It is worth noting that, in practice, it is often the case that a corporate defendant may file a pleading in response to the complaint without asserting a jurisdictional objection. The question then arises regarding the effect of such unauthorized appearance on the course of the litigation. The unwitting corporate litigant may yet breathe a fictitious sigh of relief. Although not addressing this specific case, where an attorney purportedly on the defendant’s behalf made an unauthorized appearance without raising the jurisdictional objection, courts have held that the unauthorized appearance, made without contesting jurisdiction, does not cure the jurisdictional defect. It would stand to reason, then, that a pro se corporate defendant appearing without raising jurisdictional defense would similarly be protected despite its ignorant appearance.
Finally, a fictitious entity’s error in bringing a claim “for itself” or answering a complaint without counsel is not fatal, as the court in Hamilton Livery v.

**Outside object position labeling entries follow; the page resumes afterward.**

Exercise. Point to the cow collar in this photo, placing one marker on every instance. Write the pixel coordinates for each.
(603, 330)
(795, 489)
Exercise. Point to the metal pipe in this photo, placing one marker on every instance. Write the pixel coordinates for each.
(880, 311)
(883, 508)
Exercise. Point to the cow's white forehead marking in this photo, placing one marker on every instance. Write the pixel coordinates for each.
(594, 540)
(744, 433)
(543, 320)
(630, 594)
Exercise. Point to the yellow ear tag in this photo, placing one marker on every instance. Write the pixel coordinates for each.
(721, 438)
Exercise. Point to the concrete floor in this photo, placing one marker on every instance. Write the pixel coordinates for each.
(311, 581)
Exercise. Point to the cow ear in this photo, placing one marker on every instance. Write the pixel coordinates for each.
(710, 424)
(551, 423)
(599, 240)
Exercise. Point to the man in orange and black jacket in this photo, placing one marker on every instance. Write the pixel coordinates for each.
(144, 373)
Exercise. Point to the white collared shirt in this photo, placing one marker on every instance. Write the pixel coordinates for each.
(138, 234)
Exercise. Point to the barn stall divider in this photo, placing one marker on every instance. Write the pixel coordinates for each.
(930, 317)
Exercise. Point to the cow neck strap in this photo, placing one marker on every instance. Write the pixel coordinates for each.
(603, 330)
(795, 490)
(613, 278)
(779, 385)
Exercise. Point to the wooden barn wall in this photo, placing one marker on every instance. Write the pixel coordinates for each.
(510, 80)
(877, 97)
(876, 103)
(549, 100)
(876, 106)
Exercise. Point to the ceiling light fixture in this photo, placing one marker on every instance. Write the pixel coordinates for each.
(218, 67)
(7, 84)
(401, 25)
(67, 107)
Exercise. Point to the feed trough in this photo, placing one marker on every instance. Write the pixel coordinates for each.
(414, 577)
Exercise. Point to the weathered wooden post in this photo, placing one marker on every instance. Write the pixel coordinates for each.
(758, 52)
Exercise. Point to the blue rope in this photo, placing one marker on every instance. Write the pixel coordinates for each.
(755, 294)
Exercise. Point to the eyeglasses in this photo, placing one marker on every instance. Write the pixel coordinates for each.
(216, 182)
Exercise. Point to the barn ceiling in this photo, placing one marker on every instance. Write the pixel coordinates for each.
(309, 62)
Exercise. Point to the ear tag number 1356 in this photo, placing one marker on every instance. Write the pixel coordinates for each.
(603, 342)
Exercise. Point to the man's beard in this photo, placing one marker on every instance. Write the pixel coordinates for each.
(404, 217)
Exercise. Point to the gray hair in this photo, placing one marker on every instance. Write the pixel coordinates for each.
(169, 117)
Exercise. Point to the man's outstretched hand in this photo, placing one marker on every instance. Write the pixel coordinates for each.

State of New York held that such defect is the type of irregularity that CPLR § 2001 could easily cure through amendment of the pleading by adding the signature of the corporate litigant’s counsel.
While the corporate litigant may very well be unaware of this rule, underscoring the very motive for its promulgation, the diligent in-house litigator or corporate counsel should very much make his or her client aware of its existence, as compliance or failure to comply therewith may very well have deleterious consequences for its litigation.